This article was originally posted in the Sun Sentinel on March 17th, 2014.
Jews give out apples and honey on Rosh Hashanah for a sweet new year.
On Purim, members of Congregation Shaarei Kodesh in Boca Raton will give each other, family and friends fair trade chocolate.
It’s to conform to values and laws from the Bible and the Torah, Rabbi David Baum said.
“There are ethics and laws regarding our food and our consumption [of food],” he said. “Fair trade brings us closer to our food because we know who is growing it, that they are treated fairly.” Fair treatment of workers is a big part of the Torah, Baum added.
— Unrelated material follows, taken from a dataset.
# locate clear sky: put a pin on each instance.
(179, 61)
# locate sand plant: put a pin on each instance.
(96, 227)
The custom of mishloach manot, sending treats to one another on Purim, comes from the Book of Esther and is a commandment on Purim, the rabbi said.
Synagogue members used to give treats like cupcakes and hamantaschen, he said. “This is the first time we’re including a more educational and ethical aspect.”
The idea for using fair trade food came from the Jewish Social Justice Roundtable, whose meeting Baum attended in Baltimore last year, shortly before Hanukkah. He was one of four rabbis representing the Rabbinical Assembly, the international association of Conservative/Masorti Rabbis at the program.
In a sermon following his return, Baum suggested giving fair trade chocolate Hanukkah gelt. “Fair trade gelt was tremendous,” he said. “It wasn’t that much more expensive.”
The Purim treats will come in flower pots as part of a “seeds of change” theme. Each of the more than 200 pots will have a sticker that reads “With every deed you are sewing a seed, though the harvest you may not see.” and contain a packet of flower seeds, a fair trade chocolate bar and hamantaschen.
Shaarei Kodesh has given mishloach manot for seven years and it has come in buckets or reusable bags containing “traditional noshes” like granola bars, chocolate, popcorn, hamantaschen and a bottle of water, said Heidi Aronson, the synagogue’s co-president.
Giving fair trade chocolate is “very exciting and very important,” said co-president Any Pessah. “We don’t much know the source of our food.” But with fair trade chocolate, “We have a sense of the area it comes from and the partners associated with the co-op.”
Buying fair trade food is about helping others receive a fair wage and about helping the environment, Pessah added. “It’s tikkun olam [repairing the world] in its purest form. It makes the chocolate taste sweeter when you’re eating it.”